We have studied the anti-diabetic effects of medicinal plant water extracts on hepatic glucose-regulating enzymes such as glucokinase (GK) and acetyl-CoA carboxylase (ACC). $\alpha$-Glucosidase inhibitor is usually used to prevent and treat type II diabetes; thus, anti-$\alpha$-glucosidase activity of medicinal plant water extracts was assayed. The hepatic cytosol faction of a type II diabetic animal (Goto-Kakizaki rat) was used in GK and ACC activity assays. The medicinal plants were Lycium chinense (JGP), Discorea japonica Thunb. (SY), Pyrus pyrifolia (YSB), Cornus officinalis (SSY), Paeonia suffruticosa ANDR. (MDP), Cordyceps militaris (DCH), and Acanthopanax senticosus (GSO).
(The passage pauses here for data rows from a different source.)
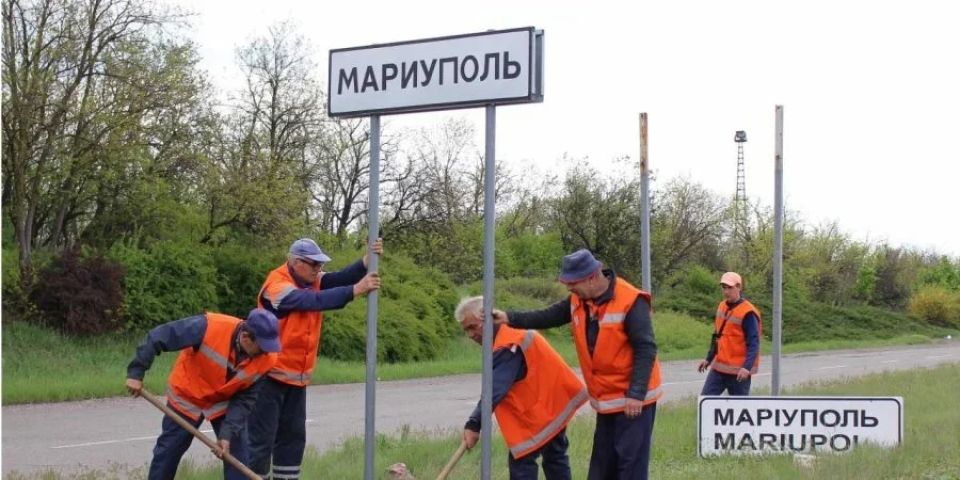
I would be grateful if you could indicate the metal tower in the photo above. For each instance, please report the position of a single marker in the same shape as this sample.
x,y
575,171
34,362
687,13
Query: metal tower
x,y
740,201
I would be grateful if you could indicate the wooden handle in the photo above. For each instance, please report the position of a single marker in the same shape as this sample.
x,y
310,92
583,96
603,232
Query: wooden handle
x,y
453,462
196,433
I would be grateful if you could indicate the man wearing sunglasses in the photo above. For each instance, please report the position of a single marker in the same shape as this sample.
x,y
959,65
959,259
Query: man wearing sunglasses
x,y
734,354
297,292
219,372
612,329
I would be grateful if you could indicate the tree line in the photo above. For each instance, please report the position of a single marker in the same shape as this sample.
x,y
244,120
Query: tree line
x,y
113,133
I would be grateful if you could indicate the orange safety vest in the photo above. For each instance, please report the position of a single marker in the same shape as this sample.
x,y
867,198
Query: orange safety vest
x,y
198,383
732,346
299,330
608,371
543,403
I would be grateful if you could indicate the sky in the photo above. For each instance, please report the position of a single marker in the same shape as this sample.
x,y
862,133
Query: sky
x,y
868,89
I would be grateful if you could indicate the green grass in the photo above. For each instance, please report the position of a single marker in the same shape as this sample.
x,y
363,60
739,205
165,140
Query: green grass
x,y
43,366
929,450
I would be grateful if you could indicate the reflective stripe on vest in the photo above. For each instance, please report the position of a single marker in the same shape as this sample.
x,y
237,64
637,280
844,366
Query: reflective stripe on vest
x,y
727,368
540,405
194,410
606,406
292,376
551,429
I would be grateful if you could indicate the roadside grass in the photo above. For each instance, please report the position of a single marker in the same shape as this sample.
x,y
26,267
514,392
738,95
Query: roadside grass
x,y
929,450
40,365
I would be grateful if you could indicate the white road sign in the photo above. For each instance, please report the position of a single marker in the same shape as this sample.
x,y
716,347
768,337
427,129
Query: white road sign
x,y
501,67
756,425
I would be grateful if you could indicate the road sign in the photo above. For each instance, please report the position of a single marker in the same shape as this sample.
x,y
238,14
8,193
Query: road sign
x,y
472,70
768,424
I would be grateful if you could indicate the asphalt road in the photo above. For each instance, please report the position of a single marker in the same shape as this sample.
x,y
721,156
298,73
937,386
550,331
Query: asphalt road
x,y
72,436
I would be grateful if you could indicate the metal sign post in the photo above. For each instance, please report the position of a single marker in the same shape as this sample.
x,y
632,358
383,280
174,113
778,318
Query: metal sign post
x,y
502,67
777,252
644,207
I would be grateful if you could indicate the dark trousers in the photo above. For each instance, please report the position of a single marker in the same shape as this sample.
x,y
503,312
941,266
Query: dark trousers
x,y
621,446
278,430
556,464
717,382
174,441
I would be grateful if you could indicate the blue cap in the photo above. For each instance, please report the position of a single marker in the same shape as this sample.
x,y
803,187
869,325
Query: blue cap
x,y
264,326
307,248
577,266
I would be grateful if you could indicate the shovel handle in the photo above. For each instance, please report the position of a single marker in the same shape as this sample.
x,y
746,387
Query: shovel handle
x,y
196,433
453,462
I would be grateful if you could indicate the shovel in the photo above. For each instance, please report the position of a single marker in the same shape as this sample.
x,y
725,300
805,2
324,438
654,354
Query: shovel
x,y
196,433
453,462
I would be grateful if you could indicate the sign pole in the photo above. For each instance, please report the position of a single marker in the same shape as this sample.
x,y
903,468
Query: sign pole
x,y
489,69
369,433
777,252
489,226
644,207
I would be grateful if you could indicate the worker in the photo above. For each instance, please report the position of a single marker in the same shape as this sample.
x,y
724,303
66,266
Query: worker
x,y
221,367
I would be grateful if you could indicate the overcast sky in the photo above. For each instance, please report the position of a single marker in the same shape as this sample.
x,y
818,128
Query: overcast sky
x,y
869,89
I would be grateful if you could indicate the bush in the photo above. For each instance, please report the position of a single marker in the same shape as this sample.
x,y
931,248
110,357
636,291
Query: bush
x,y
81,296
803,321
241,271
937,305
166,281
415,314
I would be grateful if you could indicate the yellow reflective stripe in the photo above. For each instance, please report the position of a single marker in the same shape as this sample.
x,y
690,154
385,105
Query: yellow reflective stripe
x,y
603,406
300,377
553,427
613,318
189,407
651,394
727,368
527,340
214,356
216,408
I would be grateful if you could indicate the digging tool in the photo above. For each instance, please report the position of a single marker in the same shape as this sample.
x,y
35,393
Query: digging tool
x,y
196,433
453,462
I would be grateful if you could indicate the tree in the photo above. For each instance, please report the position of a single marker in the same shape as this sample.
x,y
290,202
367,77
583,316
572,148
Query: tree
x,y
260,171
72,72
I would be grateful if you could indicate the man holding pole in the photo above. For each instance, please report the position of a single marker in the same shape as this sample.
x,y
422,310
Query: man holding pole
x,y
613,334
297,292
535,395
734,354
221,368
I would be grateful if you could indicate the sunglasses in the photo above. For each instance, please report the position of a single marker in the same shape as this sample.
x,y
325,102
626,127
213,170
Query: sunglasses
x,y
312,264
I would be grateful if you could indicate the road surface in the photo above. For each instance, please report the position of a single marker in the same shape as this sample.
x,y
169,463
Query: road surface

JGP, SY, YSB, and SSY water extracts increased the hepatic GK activity and all medicinal plant water extracts led to an increase in hepatic ACC activity. YSB, SSY, MDP, and GSO water extracts showed significantly higher anti-$\alpha$-glucosidase activity than control samples. The highest anti-$\alpha$-glucosidase activity was observed in GSO water extract and the anti-$\alpha$-glucoside activity was higher than that of Acarbose (reference $\alpha$-glucosidase inhibitor). We suggest that JGP, SY, YSB, and SSY water extracts may exert an anti-diabetic effect by enhancing the glucose metabolism and that YSB, MDP and GSO may be used as natural $\alpha$-glucosidase inhibitors in type II diabetic conditions. Increased ACC activity by plant water extracts may provide additional anti-diabetic effect.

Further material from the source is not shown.